Con dolor, Sandra le relató lo sucedido a SEMANA, pues su hijo de 19 años se caracterizaba –según quienes lo conocieron– por ser emprendedor, curioso del aprendizaje de diferentes oficios y áreas académicas. Pese a que su principal sueño era estudiar Bellas Artes en Suiza, la pandemia demoró el proceso para su viaje, así que decidió estudiar una carrera técnica en sistemas.

Sandra dice que sus estudios empezaron el 13 de abril de 2020 y la etapa teórica terminó el pasado 13 de enero; desde entonces, estuvo esperando que le asignaran la fecha y el lugar donde podría adelantar su etapa productiva.

Fue hasta este lunes 28 de junio que en la mañana Sandra, sorpresivamente, recibió la tan esperada llamada para Santiago. El Sena le informaba que su hijo ya podía iniciar sus prácticas como técnico en sistemas, una noticia que sin duda quebrantó a Sandra, pues sabía la ilusión que tenía su hijo de iniciar sus pasantías, pues le abría las puertas a la vida laboral, para así seguir construyendo sus sueños.
Una cruz blanca dibujada en el piso muestra en un costado las letras S. M., iniciales de Santiago Murillo, y en el otro los números 01-05-21, que reflejan la trágica noche vivida el Día del Trabajo en la carrera 5 con calle 60 de Ibagué. En ese punto cayó el joven, de 19 años, después de recibir un disparo en el pecho, al parecer proveniente de la pistola de un policía, según indican las investigaciones.

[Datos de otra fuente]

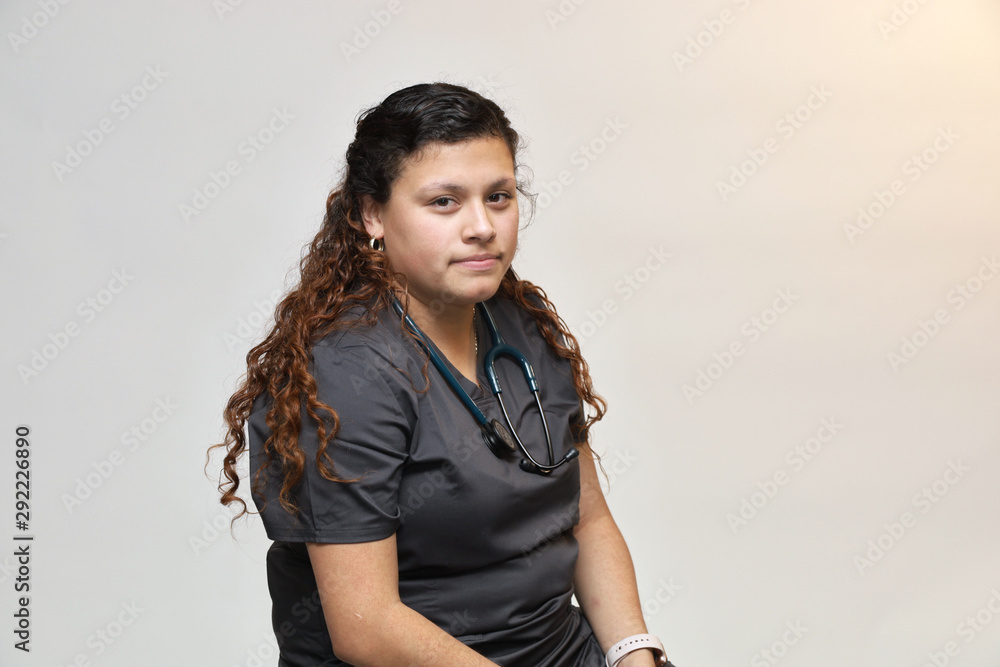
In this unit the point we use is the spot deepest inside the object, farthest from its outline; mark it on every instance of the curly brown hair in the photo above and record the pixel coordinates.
(340, 270)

Junto a la cruz caminan Sandra Meneses y Miguel Murillo, sus padres. Todos los días pasan por el mismo lugar. Viven a pocas cuadras. Se detienen y oran; las personas que están muy cerca los miran con tímidos gestos de solidaridad. Con la mayoría nunca se han visto, pero pareciera que todos conocen y acogen como propia la tragedia. “Ponga el cronómetro y calculamos cuánto nos demoramos en llegar del conjunto a donde mataron a mi niño”, dice Sandra, mientras los recuerdos llegan a cada paso.

Fueron seis minutos a paso lento, y sus lágrimas dejan ver el viacrucis de una madre que durante dos años rogó a Dios que le regalara un hijo, y 19 años después se lo arrebataron. Miguel aclara que Santiago no estaba en la protesta, pasaba por el lugar; así lo demuestran los videos recopilados por la Fiscalía. Iba solo, quizás distraído porque solía llevar sus audífonos puestos.
La familia solo pide justicia y evitar que la muerte de su hijo sea vista como una estrategia política. Sandra aclara en SEMANA que ella no representa ningún partido político, ni lidera ningún tipo de grupo que promueve las protestas violentas, ni mucho menos ha autorizado a fundaciones para pedir dinero a nombre de su familia y su hijo.
“Crearon intereses para mover partidos políticos, no soy la mujer que aparece en un video con un megáfono promoviendo protestas, se están apropiando de mi identidad y de la de mi hijo”, por eso pide respeto a su memoria. Ella solo espera que el uniformado que disparó el arma lo confiese pronto y sea consciente de todos los sueños que truncó en un joven que apenas empezaba a vivir.